東京湾は本当に豊かな海だった。自然の生産力と生態系が私たち日本人に自然の恵みと心の豊かさを提供する海だったが、埋め立てが明治から規模を拡大し1964年東京オリンピックの開催に合わせて、東京湾と東京の街はコンクリートで埋められた。高速道路と空港との便利さとの引き換えに失ったものは自然と生態系だ。東京湾では年間に15万から18万トンの漁獲を上げる漁場だった。これは水産業が盛んな宮城県漁獲量(16万7527トン、2014年)に相当する。それが現在では4~5万トンである。自然と生態系と第1次産業、加工業、流通業と飲食業を失い、未来の世代を含め日本人の健康、精神の影響について深く考ざるを得ない。


豊かな東京湾の再生へ

東京湾の多様な水産物で創意工夫された江戸前の寿司、天婦羅、ウナギ、浅草のりと佃煮も江戸前の原材料でできるものはなくなった。

「豊かな東京湾再生検討委員会」は、当時の神奈川県知事と中田宏横浜市長から農林水産省も「第25回全国豊かな海づくり大会」(2005年10月開催:横浜みなとみらいが会場)の開催を支援してほしいとの要請に基づき、同委員会が水産庁の設置する助言機関として立ち上がった。私は当時水産庁で担当した。それが2004年2月だった。同委員会は漁業の将来や海洋の環境も検討したが、一般の人になじみを持ってほしいとの観点から、分科会として「江戸前の食文化分科会」を設置した。それは、東京湾の再生は、漁業者と専門家だけに任しておくのではなく、首都圏の3000万人に及ぶ一般の消費者や住民を巻き込むことが大切であるとの考え方に基づいた。


東京オリンピックと埋め立て

東京湾は東京オリンピックに合わせて昭和30年代の後半から千葉側と東京都の海面、そして昭和50年代に神奈川県側の埋め立てが始まった。天然の藻場や干潟の90%を失った。現在残っている干潟は盤洲や三枚洲など数えるほどしかない。三番瀬も陸地との連続性を失い、これはもはや干潟ではない。

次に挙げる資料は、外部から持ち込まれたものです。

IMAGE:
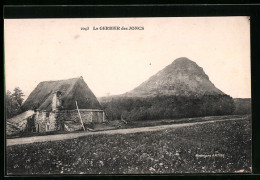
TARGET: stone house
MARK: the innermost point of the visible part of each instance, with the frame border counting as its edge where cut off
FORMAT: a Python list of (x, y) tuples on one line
[(55, 109)]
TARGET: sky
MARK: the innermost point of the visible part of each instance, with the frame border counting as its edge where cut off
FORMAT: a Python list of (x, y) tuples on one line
[(116, 61)]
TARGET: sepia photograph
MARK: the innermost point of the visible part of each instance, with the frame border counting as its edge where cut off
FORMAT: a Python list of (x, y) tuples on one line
[(157, 95)]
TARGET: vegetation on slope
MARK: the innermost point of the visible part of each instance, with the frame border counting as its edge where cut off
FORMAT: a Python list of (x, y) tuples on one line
[(163, 107), (221, 147)]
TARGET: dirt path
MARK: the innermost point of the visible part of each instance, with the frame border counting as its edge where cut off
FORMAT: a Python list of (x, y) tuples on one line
[(27, 140)]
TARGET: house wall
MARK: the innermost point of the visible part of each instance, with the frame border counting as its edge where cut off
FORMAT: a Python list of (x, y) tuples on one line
[(67, 120)]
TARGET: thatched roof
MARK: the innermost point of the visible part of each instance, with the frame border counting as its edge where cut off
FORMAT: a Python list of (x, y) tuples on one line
[(72, 90)]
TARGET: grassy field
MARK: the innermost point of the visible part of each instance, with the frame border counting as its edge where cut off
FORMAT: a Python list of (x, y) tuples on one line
[(221, 147)]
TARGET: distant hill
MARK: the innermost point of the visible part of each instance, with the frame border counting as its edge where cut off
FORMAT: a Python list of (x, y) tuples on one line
[(181, 89), (242, 105), (182, 77)]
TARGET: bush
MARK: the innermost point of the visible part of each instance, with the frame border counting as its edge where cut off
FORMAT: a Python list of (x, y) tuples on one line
[(163, 107)]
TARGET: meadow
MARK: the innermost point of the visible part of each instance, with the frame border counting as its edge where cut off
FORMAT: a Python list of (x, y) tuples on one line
[(220, 147)]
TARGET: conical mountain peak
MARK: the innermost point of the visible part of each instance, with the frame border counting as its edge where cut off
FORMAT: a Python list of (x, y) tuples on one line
[(182, 77)]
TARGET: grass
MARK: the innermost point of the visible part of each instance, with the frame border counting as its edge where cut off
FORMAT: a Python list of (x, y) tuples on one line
[(221, 147)]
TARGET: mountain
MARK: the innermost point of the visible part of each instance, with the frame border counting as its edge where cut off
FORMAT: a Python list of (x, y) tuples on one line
[(182, 77)]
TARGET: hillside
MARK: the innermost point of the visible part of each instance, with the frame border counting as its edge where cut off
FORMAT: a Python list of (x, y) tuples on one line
[(242, 105), (182, 77)]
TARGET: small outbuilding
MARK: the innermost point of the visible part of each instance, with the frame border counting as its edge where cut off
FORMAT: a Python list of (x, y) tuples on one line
[(65, 105)]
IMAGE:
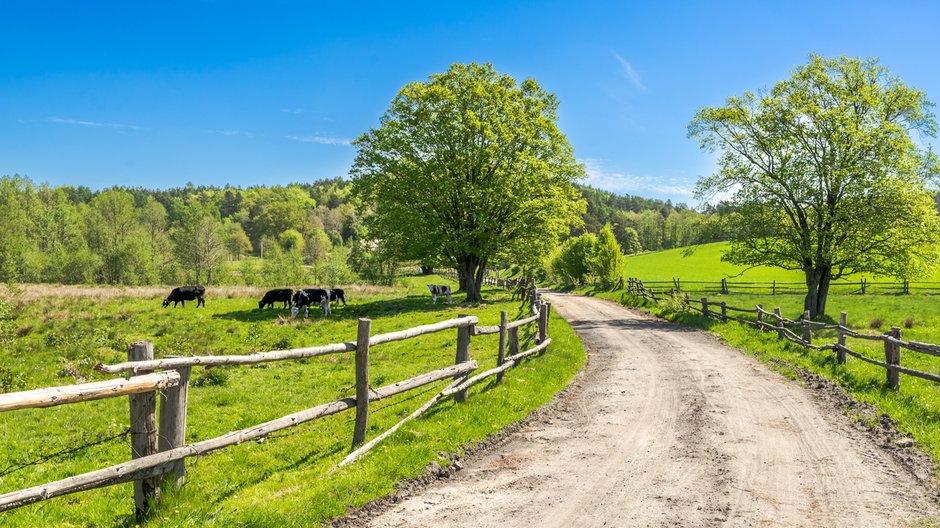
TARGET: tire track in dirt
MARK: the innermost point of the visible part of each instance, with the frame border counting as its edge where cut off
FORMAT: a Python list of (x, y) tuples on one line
[(668, 427)]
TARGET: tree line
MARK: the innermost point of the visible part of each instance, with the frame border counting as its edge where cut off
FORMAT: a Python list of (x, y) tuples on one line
[(299, 233)]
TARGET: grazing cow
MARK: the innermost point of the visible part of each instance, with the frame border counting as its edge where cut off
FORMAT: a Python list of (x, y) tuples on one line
[(186, 293), (279, 295), (336, 295), (439, 290), (311, 296)]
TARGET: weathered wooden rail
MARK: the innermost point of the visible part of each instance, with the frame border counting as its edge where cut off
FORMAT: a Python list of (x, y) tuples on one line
[(158, 448), (893, 343), (726, 287)]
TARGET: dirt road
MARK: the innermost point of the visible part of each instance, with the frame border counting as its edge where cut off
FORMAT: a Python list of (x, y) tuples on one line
[(668, 427)]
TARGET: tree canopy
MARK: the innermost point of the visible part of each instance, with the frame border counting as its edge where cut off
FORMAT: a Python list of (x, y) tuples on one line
[(466, 168), (823, 174)]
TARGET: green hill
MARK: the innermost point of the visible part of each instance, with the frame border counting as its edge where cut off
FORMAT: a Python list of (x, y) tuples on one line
[(703, 263)]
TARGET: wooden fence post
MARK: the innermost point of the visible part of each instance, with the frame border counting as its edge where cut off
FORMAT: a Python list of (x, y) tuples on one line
[(362, 381), (893, 357), (548, 316), (501, 354), (512, 346), (840, 347), (172, 424), (463, 353), (779, 325), (143, 414), (807, 329), (542, 323)]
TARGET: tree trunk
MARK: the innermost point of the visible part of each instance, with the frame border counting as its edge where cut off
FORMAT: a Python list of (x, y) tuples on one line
[(470, 275), (817, 290)]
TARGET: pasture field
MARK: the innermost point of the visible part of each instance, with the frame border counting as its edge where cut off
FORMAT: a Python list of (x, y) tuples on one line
[(916, 407), (284, 480), (703, 263)]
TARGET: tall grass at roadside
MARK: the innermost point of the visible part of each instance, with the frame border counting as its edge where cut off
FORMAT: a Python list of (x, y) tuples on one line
[(284, 480), (916, 407)]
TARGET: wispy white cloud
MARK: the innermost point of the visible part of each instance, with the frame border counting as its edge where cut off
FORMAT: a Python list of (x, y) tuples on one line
[(600, 177), (629, 72), (230, 133), (323, 140), (96, 124)]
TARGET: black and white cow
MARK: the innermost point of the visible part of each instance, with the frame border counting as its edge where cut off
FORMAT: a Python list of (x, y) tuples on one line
[(282, 295), (310, 297), (337, 295), (439, 290), (186, 293)]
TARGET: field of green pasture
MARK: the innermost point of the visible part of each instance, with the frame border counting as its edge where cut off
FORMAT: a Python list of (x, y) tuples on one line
[(916, 407), (284, 480), (703, 263)]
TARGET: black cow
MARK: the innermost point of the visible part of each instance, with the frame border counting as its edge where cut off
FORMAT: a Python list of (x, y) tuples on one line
[(186, 293), (439, 290), (309, 297), (336, 295), (279, 295)]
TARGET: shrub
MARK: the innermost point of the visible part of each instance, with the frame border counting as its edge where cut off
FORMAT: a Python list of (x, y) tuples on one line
[(607, 264), (211, 377)]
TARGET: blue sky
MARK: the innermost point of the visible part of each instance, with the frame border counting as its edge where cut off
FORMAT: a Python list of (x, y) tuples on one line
[(158, 94)]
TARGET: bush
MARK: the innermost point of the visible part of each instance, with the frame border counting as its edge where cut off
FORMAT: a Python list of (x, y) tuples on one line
[(607, 264), (571, 263), (211, 377)]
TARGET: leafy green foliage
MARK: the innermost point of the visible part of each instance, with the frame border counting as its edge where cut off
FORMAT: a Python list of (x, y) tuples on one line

2020年にも東京オリンピックが開催されるが、一時的使用に膨大なお金かけ、東京湾内のボートレース場など周囲の環境に負荷をかける。

現在では、先進国やブラジルでは、巨大な財政負担から開催や誘致の反対運動が起きている。また2004年のアテネ・オリンピック後にはギリシャが財政破綻しEUと世界に迷惑をかけたことは有名だ。


江戸前の食文化

2005年に第25回「全国豊かな海づくり大会」が開催、天皇陛下と皇后陛下のご臨席を賜り、成功裏に終了したのちも、分科会は委員の強い希望により「江戸前食文化会」として今日まで続き、今日2016年10月12日で記念すべき50回の会合を迎えた。2017年11月1日で55回の開催となり、2018年1月にも新年会で江戸前の新鮮な魚をいただく予定だ。この会は最近では江戸前の食を楽しみ味わい、東京湾と水産業の将来を考える目的である。会員数は増加し約30名で、常時参加するメンバーは12~20名と活発である。

これから100回をめざしていきたいものだ。